Day 3 – Walk behind the Duomo, make a stop at Pegna, the gourmet grocery store, then take Via del Proconsolo to explore the Bargello and see the Badia Fiorentina. Take the Borgo dei Greci to reach the Piazza di Santa Croce and the famous basilica. Spend the afternoon in Oltrarno, focusing on the Piazza and Basilica Santo Spirito, and the church of Santa Maria del Carmine with the Branccaci Chapel. Make sure to end the day in the Piazzale Michelangelo, taking in the panoramic view over the city.
Part 2 – 5 days in TuscanyDay 1 – drive from Florence to Sienna through the Chianti wine region. Visit some of the villages (Greve, Panzano, Radda, Gaiole, Castellina), and book tasting appointments directly with the producers (for example, the Enoteca del Barone Ricasoli – Castello di Brolio, Gaiole in Chianti).
Day 2 – Get lost in Siena’s unique charm, before heading to Montepulciano via Pienza and Montalcino. You should include at least one wine tasting stop in the Montalcino region. Plan to spend the next two nights in Montepulciano, where you should also learn about wines produced in this region.
Day 3 – Take a day trip from Montepulciano (returning in the evening, maybe with a stop for wine tasting) to Orvieto, the religious center of old Etruria. Stop on your way to see the museum dedicated to the Etruscans in Chiusi, and the intact Etruscan Tomba de la Quadriga Infernale outside Sarteano (check out opening days and times in advance).Day 4 – Drive from Montepulciano to Volterra to see another impressive museum collection on the Etruscans and purchase the famous Volterra alabaster hand-made objects. On your way, consider a stop in San Gimignano with its distinct skyline and atmosphere, Colle di Val d’Elsa with its medieval architecture and crystal glass shops, or Monteriggioni, a medieval hilltop town.

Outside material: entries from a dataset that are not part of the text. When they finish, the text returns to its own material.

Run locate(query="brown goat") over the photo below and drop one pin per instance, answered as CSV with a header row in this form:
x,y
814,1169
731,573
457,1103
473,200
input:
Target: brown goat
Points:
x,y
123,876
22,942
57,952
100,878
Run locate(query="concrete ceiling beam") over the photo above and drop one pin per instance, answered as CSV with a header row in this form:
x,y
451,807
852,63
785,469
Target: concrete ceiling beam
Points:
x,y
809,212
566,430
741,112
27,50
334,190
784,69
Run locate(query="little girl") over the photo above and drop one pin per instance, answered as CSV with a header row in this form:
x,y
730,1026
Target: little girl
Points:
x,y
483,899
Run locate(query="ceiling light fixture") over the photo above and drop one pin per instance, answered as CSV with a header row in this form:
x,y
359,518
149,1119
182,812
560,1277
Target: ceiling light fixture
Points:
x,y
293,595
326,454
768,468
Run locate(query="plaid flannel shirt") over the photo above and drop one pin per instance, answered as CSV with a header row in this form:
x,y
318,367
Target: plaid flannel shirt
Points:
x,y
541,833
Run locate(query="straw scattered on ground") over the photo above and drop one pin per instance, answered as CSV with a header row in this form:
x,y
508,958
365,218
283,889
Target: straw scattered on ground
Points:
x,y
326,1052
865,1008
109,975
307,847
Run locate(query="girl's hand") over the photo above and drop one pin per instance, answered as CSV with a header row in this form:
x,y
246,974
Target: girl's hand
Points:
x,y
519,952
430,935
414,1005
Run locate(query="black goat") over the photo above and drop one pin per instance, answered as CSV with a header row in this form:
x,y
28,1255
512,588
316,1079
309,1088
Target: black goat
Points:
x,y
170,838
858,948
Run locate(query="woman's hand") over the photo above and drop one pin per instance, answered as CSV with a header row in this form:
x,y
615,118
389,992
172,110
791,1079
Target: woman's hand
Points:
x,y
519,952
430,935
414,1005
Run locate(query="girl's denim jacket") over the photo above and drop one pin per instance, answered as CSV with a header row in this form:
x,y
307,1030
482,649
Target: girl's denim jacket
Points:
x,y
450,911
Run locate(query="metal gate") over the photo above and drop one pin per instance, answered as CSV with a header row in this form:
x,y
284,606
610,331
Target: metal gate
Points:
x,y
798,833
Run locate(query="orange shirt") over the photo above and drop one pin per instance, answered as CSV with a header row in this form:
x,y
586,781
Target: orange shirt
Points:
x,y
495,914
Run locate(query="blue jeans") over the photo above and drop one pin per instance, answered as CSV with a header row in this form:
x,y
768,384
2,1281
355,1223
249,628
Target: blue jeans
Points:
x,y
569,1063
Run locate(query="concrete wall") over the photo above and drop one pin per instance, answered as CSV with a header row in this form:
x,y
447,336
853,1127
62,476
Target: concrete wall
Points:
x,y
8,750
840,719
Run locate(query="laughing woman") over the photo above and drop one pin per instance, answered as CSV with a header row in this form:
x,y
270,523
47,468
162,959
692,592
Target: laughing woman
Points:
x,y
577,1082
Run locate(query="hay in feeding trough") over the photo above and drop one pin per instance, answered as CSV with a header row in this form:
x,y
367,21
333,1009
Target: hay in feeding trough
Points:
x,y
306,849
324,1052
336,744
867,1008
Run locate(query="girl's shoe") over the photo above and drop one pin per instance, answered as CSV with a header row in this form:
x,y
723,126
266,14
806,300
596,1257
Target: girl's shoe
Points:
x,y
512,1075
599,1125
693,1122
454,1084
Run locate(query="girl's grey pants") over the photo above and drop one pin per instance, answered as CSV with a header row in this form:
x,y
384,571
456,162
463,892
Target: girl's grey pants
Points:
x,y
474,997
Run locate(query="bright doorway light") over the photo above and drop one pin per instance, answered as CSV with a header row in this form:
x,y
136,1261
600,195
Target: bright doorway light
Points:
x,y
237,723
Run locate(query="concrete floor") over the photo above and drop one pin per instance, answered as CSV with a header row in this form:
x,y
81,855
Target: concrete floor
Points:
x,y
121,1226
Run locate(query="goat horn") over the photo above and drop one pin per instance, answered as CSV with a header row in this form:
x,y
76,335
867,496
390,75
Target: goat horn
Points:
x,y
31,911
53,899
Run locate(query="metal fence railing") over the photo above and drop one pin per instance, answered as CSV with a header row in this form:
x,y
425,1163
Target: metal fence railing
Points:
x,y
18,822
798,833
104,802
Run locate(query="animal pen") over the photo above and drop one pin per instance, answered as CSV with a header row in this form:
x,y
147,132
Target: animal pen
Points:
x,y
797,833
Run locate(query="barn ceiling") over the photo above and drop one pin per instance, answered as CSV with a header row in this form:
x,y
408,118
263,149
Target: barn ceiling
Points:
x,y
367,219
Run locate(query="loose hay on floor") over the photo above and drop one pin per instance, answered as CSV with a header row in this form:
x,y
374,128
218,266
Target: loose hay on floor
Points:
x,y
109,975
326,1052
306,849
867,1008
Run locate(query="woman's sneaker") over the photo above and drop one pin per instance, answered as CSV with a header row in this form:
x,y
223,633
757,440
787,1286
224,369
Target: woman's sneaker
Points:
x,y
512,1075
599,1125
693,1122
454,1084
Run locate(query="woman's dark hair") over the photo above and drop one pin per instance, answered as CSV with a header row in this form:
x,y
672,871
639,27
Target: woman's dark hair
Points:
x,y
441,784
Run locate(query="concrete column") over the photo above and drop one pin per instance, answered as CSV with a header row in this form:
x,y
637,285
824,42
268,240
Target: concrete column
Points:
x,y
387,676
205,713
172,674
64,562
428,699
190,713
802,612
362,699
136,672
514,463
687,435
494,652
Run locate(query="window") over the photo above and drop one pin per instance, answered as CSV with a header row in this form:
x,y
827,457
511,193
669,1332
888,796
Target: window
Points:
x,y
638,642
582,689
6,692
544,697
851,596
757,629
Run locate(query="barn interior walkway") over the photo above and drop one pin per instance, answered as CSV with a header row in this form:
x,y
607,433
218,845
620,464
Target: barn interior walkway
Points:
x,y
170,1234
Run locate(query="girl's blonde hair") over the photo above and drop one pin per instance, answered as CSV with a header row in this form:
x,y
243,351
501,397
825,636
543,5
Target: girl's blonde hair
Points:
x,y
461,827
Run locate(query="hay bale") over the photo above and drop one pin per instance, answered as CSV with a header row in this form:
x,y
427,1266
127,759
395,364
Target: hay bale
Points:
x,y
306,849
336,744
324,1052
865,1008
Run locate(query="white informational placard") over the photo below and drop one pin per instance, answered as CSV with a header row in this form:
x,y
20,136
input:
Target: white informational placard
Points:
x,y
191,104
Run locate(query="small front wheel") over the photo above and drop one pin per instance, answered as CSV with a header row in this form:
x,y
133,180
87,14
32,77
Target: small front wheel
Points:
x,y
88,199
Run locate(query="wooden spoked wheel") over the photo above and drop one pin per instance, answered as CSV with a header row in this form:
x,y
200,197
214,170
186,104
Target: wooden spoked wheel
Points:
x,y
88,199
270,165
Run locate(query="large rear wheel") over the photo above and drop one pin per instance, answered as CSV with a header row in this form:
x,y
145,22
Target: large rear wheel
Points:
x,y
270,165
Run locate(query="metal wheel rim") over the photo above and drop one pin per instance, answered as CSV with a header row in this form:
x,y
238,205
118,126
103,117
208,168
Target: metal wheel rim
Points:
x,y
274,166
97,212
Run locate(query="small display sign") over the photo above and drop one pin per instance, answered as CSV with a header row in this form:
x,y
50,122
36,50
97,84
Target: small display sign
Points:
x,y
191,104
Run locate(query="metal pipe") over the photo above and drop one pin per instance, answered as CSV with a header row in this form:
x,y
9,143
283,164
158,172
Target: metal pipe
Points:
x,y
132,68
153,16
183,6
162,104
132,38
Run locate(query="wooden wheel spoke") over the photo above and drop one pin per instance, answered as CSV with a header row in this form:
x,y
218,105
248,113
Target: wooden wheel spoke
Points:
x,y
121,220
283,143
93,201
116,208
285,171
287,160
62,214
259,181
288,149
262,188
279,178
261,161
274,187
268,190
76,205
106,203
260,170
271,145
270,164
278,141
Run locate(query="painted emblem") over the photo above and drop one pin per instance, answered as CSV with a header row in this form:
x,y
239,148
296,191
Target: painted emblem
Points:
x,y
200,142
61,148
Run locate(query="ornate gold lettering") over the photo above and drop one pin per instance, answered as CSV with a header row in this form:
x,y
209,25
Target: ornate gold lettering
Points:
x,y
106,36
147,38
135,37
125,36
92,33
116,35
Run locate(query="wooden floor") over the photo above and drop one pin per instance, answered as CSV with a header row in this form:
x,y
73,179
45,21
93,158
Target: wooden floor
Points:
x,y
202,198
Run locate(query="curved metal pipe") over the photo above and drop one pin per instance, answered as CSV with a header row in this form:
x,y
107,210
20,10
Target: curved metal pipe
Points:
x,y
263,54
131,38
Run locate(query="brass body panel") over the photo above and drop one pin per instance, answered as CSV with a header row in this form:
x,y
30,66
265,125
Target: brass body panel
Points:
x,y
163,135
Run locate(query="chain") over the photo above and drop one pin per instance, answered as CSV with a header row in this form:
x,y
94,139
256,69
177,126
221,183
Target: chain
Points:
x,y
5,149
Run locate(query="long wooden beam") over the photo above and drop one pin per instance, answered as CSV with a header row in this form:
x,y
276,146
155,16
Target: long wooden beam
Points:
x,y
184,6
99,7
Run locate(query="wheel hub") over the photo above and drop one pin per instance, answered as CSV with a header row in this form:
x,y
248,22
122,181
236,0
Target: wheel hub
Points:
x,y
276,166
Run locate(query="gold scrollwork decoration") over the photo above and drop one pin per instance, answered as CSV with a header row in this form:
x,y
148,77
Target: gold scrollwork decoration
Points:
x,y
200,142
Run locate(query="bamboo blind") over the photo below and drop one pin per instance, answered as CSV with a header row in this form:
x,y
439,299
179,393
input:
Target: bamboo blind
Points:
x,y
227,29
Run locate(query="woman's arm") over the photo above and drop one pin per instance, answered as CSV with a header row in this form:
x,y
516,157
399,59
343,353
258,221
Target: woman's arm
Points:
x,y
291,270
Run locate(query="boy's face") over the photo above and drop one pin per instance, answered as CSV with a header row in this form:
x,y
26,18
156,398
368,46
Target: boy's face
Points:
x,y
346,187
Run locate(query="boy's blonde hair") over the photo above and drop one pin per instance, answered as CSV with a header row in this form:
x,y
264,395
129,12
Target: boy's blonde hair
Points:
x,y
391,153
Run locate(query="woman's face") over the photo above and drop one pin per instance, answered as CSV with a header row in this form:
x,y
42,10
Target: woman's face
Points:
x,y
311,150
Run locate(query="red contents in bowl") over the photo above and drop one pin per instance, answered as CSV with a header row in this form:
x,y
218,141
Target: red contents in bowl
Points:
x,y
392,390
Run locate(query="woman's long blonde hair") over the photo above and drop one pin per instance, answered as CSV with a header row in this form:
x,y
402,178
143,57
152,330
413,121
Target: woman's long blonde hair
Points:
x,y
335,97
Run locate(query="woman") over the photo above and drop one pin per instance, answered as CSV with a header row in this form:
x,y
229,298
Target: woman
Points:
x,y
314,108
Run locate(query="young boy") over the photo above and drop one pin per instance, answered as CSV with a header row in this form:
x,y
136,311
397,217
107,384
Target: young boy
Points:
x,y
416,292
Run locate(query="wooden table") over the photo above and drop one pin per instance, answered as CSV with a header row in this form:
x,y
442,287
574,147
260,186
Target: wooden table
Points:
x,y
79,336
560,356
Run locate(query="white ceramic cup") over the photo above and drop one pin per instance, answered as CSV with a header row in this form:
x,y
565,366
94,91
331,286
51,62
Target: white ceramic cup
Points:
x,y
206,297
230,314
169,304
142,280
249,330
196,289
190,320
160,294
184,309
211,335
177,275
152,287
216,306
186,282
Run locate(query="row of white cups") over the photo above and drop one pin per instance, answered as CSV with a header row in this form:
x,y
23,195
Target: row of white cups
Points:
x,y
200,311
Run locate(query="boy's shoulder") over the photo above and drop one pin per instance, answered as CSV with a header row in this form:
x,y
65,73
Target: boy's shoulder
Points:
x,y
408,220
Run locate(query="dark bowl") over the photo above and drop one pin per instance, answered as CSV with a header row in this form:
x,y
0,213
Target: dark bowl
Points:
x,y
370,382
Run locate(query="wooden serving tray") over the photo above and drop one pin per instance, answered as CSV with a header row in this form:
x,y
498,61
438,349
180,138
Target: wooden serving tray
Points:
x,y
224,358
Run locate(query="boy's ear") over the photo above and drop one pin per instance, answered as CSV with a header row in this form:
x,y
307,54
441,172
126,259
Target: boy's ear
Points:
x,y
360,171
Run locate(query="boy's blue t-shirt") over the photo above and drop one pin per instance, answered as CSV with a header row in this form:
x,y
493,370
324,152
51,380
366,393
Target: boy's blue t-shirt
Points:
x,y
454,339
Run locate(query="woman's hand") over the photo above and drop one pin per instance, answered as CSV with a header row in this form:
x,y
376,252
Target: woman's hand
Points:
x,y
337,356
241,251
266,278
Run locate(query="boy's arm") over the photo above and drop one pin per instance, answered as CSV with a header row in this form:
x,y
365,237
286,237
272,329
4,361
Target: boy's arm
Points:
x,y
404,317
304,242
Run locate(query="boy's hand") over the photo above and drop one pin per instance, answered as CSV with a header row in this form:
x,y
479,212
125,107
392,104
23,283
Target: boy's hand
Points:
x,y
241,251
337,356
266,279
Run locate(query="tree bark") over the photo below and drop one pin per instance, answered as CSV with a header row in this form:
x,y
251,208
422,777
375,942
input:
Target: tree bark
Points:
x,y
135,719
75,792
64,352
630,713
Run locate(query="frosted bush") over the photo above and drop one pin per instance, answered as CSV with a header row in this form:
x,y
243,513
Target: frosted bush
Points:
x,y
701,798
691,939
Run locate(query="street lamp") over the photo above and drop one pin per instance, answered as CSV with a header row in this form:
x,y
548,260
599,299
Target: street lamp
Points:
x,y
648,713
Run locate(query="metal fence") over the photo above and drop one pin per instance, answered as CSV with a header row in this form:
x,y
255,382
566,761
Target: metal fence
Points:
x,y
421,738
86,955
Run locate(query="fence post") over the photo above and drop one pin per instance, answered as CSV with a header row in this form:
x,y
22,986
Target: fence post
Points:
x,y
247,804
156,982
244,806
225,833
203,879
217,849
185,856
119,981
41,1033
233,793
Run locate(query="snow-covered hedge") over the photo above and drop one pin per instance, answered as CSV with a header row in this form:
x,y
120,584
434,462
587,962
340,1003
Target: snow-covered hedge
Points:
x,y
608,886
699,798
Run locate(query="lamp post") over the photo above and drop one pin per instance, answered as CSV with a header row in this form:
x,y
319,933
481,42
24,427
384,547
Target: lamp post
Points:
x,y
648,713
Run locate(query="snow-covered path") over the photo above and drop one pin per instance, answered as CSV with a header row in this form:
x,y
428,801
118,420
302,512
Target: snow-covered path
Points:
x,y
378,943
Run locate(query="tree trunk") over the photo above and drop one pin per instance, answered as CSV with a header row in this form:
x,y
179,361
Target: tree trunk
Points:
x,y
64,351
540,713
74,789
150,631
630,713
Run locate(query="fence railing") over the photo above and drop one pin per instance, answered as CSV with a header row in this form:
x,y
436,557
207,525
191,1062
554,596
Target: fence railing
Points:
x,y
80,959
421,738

Day 5 – After an overnight stay in Volterra head to Pisa, home not only to the leaning tower on the Campo dei Miracoli, but also a vibrant university town worth getting to know.
Depending on your flight schedule, drive back to Florence. Enjoy the most famous skyline on earth once more before boarding. Make this a cherished memory, but be aware – although it seems like you did it all, Tuscany is one of those few special places that you will miss. And within a few years, looking over old pictures and enjoying a glass of wine, you will consider it again as a dream destination.